2019 REUs presented at the CERF Conference in Mobile, AL
Effects of Temperature on Biochemical Oxygen Demand in Urbanizing Streams
Urbanization and climate change are occurring globally. These environmental changes can increase stream temperatures through rising air temperatures and urban heat island effects. We measured dissolved oxygen in streams draining a land-use gradient (forest, suburban, urban) in the Gwynns Falls watershed of the Baltimore Long-Term Ecological Research site in Baltimore, Maryland. In each stream, we exposed incubations to 4 different temperatures, 4°C, 20°C, 30°C, and 35°C. Incubations lasted 3 - 5 days with 2 experiments conducted during June and July of 2009. The experiment consisted of measuring biochemical oxygen demand, respiration and carbon consumption in a 3 day experiment on June and a 5 day experiment on July. For all sites, we observed significant increasing trends in respiration and carbon consumption with increasing temperature.
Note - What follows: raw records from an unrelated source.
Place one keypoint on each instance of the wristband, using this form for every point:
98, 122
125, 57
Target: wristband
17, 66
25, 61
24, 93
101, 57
Although urban streams showed higher biochemical oxygen demand during ambient temperatures before experiments, we did not observe significant differences in respiration rates across sites. The ratio of primary production to respiration decreased with increasing temperature as did net generation of dissolved and particulate organic carbon. The activation energy for respiration decreased with increasing temperature at all sites. Increases in stream temperatures due to urbanization and climate change may influence respiration dynamics and influence carbon cycling in small streams.
Manrique, H.*, S. Kaushal, K. Delaney, A. Sides, and T. Newcomer. 2010. Effects of temperature on biochemical oxygen demand in urbanizing streams. Ocean Sciences Meeting, Portland, Oregon.